You earn SGD2k more and you put that into your investments as well. SGD102k.
The market does poorly and market value drops back down to SGD100k.
Next month, you invest another SGD2k more, back to SGD102k.
Market continues to do poorly and market value drops back down to SGD100k.
This happens for a few more months.
How do you feel?
Sometimes I fee like a fool for continuing to pump investments in and lose the value after a few weeks/months. Maybe you would too.
However, I keep telling myself, that I need to stick to the analysis and process I thought up of before the market did poorly. Which is to buy at regular intervals and ride the market down and ride the market up again. The opportunity to buy is when the market is doing poorly. When the market is doing well, that's not particularly the best time to buy. That's my system. You can agree with it or not. But that's not the point I'm driving at today.
The main point today is to have faith in your own analysis and system which you have thought of. Mine is for long term investments in good income producing assets and to buy in at regular intervals so that I accumulate more when the price drops. Similar to dollar cost averaging but not on the same stock. The aim is to keep accumulating assets so that as time passes and when markets do well, my returns would be amplified as I would be holding more assets which I bought at a cheaper rate.
Unfortunately, this is a really hard system to follow as it makes me feel foolish when I keep injecting money and losing the money, but I know I need to overcome myself. As I know that in 10 years time, all these losses would be nothing, and that my investments would be performing well after the longer horizon. I just need to keep accumulating the assets when I have additional funds at hand.
Of course this does not mean holding on to non-performing stocks or sunset industries. Many people shift out of their investment as things turn sour. Example REITs. I read many financial blogs warning against REITs. Newspapers say to avoid REITs as interest rates will rise. I'm not saying that I invest in REITs or asking people to invest in REITs. But the way the markets turn is very short term thinking. If you have faith in the property market in Singapore and are planning to invest for 10 years. Then the 1-5 year fluctuation of REITs due to interest rates should have nothing to do with you. Here I'm talking about long term investments.
If you have an investment which hits a target price and that's your system/process, then by all means sell it.
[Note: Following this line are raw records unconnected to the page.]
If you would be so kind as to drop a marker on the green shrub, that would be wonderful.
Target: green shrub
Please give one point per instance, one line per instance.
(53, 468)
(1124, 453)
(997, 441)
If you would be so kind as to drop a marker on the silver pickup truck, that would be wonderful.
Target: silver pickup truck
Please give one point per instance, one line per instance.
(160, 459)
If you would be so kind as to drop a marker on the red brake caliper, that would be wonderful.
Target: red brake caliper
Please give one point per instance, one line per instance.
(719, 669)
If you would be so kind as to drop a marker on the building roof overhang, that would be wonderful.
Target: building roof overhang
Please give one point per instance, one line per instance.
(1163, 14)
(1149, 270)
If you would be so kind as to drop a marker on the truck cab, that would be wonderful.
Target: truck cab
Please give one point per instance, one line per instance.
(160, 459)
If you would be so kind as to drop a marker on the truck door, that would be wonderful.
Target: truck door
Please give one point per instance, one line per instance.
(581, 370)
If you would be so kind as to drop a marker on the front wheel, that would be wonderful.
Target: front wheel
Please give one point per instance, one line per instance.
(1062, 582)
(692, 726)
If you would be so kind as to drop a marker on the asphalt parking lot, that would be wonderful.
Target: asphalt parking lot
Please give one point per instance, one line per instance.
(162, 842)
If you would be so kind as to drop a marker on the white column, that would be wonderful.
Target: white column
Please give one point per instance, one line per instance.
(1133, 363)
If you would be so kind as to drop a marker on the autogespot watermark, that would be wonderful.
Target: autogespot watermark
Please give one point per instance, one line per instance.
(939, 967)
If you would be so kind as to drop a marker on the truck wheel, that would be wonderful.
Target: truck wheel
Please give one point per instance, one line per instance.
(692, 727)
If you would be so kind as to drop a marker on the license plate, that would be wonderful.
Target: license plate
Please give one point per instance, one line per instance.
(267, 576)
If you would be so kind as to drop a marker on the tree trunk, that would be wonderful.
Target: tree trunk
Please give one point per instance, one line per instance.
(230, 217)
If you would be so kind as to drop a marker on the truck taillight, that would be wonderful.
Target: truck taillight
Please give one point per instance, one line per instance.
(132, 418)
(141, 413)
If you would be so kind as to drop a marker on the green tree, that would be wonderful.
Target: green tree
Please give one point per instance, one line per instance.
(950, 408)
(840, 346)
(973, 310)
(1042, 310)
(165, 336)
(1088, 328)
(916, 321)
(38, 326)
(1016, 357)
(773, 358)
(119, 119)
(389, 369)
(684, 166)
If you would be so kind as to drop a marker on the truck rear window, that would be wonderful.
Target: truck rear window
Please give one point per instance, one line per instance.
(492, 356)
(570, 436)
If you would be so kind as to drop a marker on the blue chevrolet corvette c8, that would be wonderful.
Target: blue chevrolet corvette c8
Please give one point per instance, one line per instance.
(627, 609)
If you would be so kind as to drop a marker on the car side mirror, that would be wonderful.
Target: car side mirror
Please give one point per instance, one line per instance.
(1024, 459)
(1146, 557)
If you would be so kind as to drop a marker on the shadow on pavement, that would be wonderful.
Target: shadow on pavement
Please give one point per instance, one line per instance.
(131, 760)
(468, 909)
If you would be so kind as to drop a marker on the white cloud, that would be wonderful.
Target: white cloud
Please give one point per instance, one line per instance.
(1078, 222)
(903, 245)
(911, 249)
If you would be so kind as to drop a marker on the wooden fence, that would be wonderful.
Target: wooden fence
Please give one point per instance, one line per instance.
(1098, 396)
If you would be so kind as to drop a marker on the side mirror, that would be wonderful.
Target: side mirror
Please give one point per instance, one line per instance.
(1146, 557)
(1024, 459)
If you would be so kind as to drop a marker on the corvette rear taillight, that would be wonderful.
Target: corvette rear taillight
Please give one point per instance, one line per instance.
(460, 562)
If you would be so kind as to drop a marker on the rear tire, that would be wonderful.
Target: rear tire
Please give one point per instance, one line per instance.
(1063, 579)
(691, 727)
What I'm trying to highlight is that researchers and analysts will do their analysis based on the recent developments. If you keep reading and being affected by all these news, you will get distracted. It is definitely good to read and keep them in mind. However, think about them for a while and see how the news affects your investments and your goals. If your intention is to invest for the long term and your homework indicates that in 10 years Singapore will be the gambling capital of the world, then do your investments based on what you think/analyse and believe. Cos your analysis is for the long term. Market researchers don't suggest investments based on 10 year horizons. They usually just comment on the next 3mths to 1 year max. Your goals and investments could be a longer horizon than their opinions.
So stay on target. Do your own homework and not get swayed by all the noise all over the place. Have a goal, have a target, aim and shoot. Trust your homework and training and research. Your target is different from others. Everyone has a different goal. If you're looking for short term returns or long term returns, they have different approaches. So don't keep changing your strategy according to how the wind blows. If you do that then you will be changing your strategy every year as each year will have a next big news. That would eventually result in your investment direction deviating from your goals which you have set.
So good luck and stay on target.
Ok the ending of the youtube wasn't so nice. But you get the picture.